Nairobi (AFP) - Kenyan school children have ended school for December holidays accompanied with a stern warning to parents: carry out female genital mutilation and be prosecuted.

The often deadly practice, which ranges from slicing off the clitoris to the mutilation and removal of the entire female genitalia, is banned in Kenya but still regularly carried out.

Kenya's Office of Public Prosecution noted with "grave concern" December holidays were "a high season for Female Genital Mutilation (FGM) and early forced marriages."

Anti-FGM prosecution unit chief Christine Nanjala, in a letter to parents, guardians and medical practitioners, warned officers were monitoring communities where FGM or underage marriage was common practice, and would "take legal action against anybody involved."

Kenya outlawed FGM in 2011, with practitioners punishable by a minimum three-year jail term or fine, and life imprisonment if the procedure causes death.

Apart from the intense pain itself, immediate dangers include bleeding and infection.

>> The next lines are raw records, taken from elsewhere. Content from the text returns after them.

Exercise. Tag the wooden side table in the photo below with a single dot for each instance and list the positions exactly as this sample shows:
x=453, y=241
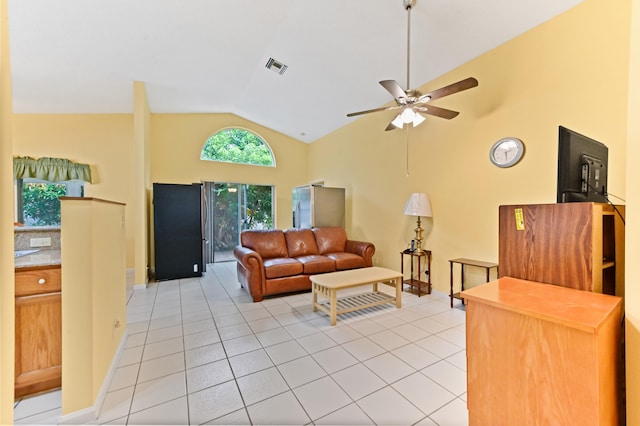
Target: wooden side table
x=414, y=280
x=466, y=262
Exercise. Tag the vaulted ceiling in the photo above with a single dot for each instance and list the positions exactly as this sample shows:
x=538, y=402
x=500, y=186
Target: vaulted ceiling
x=209, y=56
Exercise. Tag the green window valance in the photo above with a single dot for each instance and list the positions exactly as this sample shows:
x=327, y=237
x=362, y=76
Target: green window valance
x=50, y=169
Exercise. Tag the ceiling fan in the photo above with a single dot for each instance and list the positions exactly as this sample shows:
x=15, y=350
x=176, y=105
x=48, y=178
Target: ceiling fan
x=413, y=103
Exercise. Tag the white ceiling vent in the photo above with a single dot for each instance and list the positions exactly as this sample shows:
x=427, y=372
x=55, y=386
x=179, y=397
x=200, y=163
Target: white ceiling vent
x=276, y=66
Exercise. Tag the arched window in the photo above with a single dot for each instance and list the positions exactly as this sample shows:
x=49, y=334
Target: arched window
x=241, y=146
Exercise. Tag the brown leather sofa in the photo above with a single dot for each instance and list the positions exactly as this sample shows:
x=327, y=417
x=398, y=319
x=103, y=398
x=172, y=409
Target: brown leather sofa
x=271, y=262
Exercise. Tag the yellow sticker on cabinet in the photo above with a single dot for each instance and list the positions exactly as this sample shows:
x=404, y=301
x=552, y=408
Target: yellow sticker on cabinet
x=519, y=220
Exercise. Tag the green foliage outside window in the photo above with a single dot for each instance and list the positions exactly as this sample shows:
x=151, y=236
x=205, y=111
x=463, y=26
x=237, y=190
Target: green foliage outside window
x=259, y=207
x=41, y=203
x=240, y=146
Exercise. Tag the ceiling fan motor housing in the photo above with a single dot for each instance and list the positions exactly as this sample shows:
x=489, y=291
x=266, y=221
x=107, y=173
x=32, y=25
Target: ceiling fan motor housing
x=408, y=4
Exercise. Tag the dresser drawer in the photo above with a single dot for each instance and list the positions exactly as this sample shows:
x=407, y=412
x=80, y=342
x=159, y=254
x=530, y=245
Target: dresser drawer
x=38, y=280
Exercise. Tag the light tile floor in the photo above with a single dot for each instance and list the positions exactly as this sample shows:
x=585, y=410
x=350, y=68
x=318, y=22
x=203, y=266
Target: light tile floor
x=200, y=352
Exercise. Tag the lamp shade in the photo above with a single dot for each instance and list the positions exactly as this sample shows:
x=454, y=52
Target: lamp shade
x=418, y=205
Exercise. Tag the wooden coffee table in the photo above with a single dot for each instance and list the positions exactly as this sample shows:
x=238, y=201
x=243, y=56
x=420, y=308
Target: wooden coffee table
x=329, y=284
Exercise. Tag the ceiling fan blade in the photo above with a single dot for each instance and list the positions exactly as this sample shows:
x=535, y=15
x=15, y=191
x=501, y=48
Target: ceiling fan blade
x=437, y=111
x=394, y=88
x=353, y=114
x=461, y=85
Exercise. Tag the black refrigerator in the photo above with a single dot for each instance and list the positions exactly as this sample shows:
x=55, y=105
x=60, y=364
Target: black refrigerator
x=178, y=217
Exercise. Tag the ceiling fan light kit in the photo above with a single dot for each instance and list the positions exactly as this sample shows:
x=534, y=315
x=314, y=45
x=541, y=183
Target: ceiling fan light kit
x=412, y=102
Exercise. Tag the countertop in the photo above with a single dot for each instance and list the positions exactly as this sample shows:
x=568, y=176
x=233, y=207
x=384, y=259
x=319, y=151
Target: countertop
x=39, y=258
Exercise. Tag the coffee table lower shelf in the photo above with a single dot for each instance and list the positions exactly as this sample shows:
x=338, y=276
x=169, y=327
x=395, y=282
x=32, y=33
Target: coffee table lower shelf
x=356, y=302
x=327, y=286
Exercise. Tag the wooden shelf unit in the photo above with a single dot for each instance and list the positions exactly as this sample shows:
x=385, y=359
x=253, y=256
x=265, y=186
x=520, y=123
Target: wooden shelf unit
x=576, y=245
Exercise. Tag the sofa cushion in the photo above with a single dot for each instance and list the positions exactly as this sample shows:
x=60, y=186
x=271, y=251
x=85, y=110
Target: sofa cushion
x=330, y=239
x=282, y=267
x=316, y=264
x=346, y=261
x=300, y=242
x=268, y=243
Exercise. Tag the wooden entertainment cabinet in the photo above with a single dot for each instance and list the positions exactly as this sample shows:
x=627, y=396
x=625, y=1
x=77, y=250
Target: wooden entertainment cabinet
x=576, y=245
x=540, y=354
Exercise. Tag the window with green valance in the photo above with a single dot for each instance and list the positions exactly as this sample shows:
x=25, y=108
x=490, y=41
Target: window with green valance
x=50, y=169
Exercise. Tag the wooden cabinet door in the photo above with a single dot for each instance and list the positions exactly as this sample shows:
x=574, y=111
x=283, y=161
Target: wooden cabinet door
x=38, y=363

In the longer term, risks include infertility and complications during childbirth, sometimes resulting in the death of the baby.

Earlier this month UN chief Ban Ki-moon launched a global campaign in Kenya to end FGM within a generation.

More than 125 million women have been mutilated in 29 countries in Africa and the Middle East, according to the World Health Organization (WHO), which condemns the practice as a "violation of the human rights" of women.